Last Updated on December 8, 2023 by The Smetz Files
Have you ever had one of those days that you knew was going to be chaotic so you pre planned so well to avoid any potential stress or pitfalls that might occur as a result of not carefully planning every single detail?
How has that worked out for you? A few weeks ago we had one of those days and let’s just say, it was NOT my finest moment!
It was a Sunday afternoon in which the kids had back to back events in separate locations that required a change of clothes and specific gear for each event. I’m sure you know EXACTLY what I’m talking about, mom squad!
I spent time analyzing who would get whom where at what time and what clothing and gear they required for said event. We had it mapped out to a tee, it was the best possible game plan…until it wasn’t.
I had a mental mishap. In my effort to execute the game plan I neglected to remember I had the key fob to the car Jay needed to drive to get G across town at the exact time I was dropping S at a birthday party.
I had mistakenly dropped the key fob in my bag the night before, not putting it back in its place for the next day.
I had the key with me, in my bag, across town. Yep, mental mishap!
Of course, we figured it out, I rushed back to the house with the key Jay needed, G was late to one of his activities, I was harried to get back to pick up S, and when we got home hours later there a few good jabs at my forgetfulness, all in good fun.

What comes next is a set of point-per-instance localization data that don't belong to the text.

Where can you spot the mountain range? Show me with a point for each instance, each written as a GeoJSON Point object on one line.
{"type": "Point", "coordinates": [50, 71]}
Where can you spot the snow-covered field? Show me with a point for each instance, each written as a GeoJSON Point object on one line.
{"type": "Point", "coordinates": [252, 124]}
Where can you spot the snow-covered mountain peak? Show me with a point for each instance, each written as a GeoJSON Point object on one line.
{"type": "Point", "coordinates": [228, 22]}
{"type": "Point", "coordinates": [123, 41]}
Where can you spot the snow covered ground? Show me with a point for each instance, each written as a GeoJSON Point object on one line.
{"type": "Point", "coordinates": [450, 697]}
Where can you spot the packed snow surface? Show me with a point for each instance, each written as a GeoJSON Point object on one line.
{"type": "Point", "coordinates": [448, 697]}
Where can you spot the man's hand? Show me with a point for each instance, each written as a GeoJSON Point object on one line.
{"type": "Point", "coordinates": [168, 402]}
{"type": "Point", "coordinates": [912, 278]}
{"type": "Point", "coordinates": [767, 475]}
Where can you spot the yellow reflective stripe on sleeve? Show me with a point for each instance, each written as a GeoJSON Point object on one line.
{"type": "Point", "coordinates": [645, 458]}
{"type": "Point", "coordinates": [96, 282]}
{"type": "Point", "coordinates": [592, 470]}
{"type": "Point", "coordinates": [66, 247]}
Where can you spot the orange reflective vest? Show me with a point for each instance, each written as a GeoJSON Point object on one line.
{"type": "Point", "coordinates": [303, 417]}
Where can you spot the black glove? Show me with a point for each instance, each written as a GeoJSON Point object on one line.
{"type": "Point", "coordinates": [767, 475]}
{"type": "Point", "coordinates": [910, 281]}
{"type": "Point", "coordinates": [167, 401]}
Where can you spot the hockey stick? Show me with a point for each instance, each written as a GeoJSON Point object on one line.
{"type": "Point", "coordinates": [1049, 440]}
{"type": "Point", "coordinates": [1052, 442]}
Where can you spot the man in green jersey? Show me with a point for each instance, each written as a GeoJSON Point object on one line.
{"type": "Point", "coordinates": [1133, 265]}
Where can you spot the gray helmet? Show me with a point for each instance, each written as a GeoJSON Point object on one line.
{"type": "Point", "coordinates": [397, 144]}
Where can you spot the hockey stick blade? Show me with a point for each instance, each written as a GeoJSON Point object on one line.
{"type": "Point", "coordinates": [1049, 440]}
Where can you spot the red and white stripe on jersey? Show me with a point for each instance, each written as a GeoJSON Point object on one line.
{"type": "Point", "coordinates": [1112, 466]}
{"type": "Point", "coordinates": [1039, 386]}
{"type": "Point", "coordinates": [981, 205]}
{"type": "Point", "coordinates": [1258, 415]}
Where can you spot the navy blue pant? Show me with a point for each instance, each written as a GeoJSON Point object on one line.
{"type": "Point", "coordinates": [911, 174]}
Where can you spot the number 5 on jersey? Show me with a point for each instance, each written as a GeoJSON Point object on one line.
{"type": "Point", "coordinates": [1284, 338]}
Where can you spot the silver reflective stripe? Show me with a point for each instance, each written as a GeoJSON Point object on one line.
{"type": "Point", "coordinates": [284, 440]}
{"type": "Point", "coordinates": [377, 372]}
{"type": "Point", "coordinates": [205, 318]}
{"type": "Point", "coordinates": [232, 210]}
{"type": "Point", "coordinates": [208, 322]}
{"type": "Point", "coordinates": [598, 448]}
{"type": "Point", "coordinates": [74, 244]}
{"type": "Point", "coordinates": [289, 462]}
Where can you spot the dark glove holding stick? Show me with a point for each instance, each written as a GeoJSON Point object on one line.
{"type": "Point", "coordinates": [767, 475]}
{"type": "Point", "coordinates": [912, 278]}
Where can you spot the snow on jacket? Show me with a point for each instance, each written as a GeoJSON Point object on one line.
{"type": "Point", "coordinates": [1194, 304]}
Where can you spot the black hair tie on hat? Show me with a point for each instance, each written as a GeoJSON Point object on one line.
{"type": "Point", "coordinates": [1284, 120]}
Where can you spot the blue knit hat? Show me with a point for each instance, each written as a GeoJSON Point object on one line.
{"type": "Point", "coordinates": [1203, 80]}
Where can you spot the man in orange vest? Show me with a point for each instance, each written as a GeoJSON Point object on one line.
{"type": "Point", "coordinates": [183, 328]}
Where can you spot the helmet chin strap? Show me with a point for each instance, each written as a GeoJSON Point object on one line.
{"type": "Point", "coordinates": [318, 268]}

All that to say, despite my best plans, one little mental mishap could send it into a tailspin. Or make for a good laugh after the initial frustration wears off!
Perspective
I am reminded of my goals for 2023; progress over perfection (see the post Progress Over Perfection). As irritated as I was in the moment, I let it go because in the grand scheme of things it was an inconvenience, but really it was insignificant.
Sometimes I find myself exhausted from the mental gymnastics of it all. Other days are better. Some days I am organized, well planned, and running on time. Others I am a disheveled mess rolling in on two wheels with kids tumbling out, and that’s good too.
I like to think it’s a balancing act and some days I’m better balanced than others. Progress over perfection.
Do you ever think about that duality? That delicate balance between having it all together and teetering on the verge of it all falling apart?
Balance
I have thought about that balance at several stages, especially as a parent. From the newborn days of thinking I could never get it together, to the toddler days of constantly cleaning up messes, to the present elementary days where my kids are far more independent, but also have demands on our time and attention that complicate the balance of having it together and falling apart.
I’m thinking this balance will remain a constant in my life, as I imagine parenting older kids will be a delicate balancing act, too. So, here’s to the mental mishaps that ground us and remind us we’re human, and more importantly, that we’re doing the best we can.
Thanks for indulging this less glamorous side of balancing it all!